ARLINGTON, Texas — On the edge of the UT Arlington campus, inside a fence at Doug Russell Park, is a place most people don’t know exists.
“No, there’s a lot of people who don’t,” said historian Lydia Brosowsky. “Even students at UTA, some of them don’t know it’s here.”
Brosowsky stumbled upon it while writing her master’s thesis on the place. It’s a place known today as the Lost Cemetery of Infants.
About 100 years ago, dozens of unnamed children were buried in the cemetery, but what sounds haunting is actually quite heartening.
“This is all that’s left, the cemetery,” Brosowsky said.
Much of the land where the park sits today used to be The Berachah Industrial Home for the Redemption of Erring Girls. In other words, a home for women who society considered ‘outcasts.’
A preacher named JT Upchurch, and his wife, started Berachah to help those women gain life skills that would allow them to live a productive life.
Particularly, Upchurch and his wife sought to help homeless and unwed, single mothers. The women were provided housing, classes and training among the campuses many buildings.
“It just seemed like the girls had a decent chance to make it in life if they came here,” Brosowsky said.
And many women did make it, but not without tragedy.
Several women lost their babies either during birth, the Spanish flu or to other diseases, before they even had a chance to give their children a name.
That’s why dozens of the nearly 80 graves are simply labeled “Infant,” with a number added, like “Infant No. 1,” to indicate how many children had died.

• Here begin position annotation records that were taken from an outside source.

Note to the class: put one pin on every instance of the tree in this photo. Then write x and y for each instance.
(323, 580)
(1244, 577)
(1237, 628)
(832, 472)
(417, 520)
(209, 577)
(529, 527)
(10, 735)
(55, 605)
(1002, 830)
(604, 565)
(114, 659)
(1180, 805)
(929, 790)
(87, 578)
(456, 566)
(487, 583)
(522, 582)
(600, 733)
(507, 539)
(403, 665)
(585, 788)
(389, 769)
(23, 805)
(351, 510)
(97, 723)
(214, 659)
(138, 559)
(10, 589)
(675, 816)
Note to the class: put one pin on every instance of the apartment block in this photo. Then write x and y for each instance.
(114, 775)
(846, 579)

Deep in a wooded area of the park, it’s a cemetery thousands of college students unknowingly walk past every day.
Berachah Home closed in 1935 but today, visitors claim the spirits of those children still reside in the cemetery. Some people leave behind toys as proof.
“People will say that the toys move from one marker to the other,” Brosowsky said.
Others have claimed to hear children laughing, but Brosowsky says she’s never heard anyone who was scared.
“I feel nice when I come out here,” she said. “I feel comfort when I come out here.”
Maybe because, she says, it wasn’t a sad place. It was a place where many women found hope. Hope in a society that told them they didn’t belong, which is why this may be the friendliest fright in town.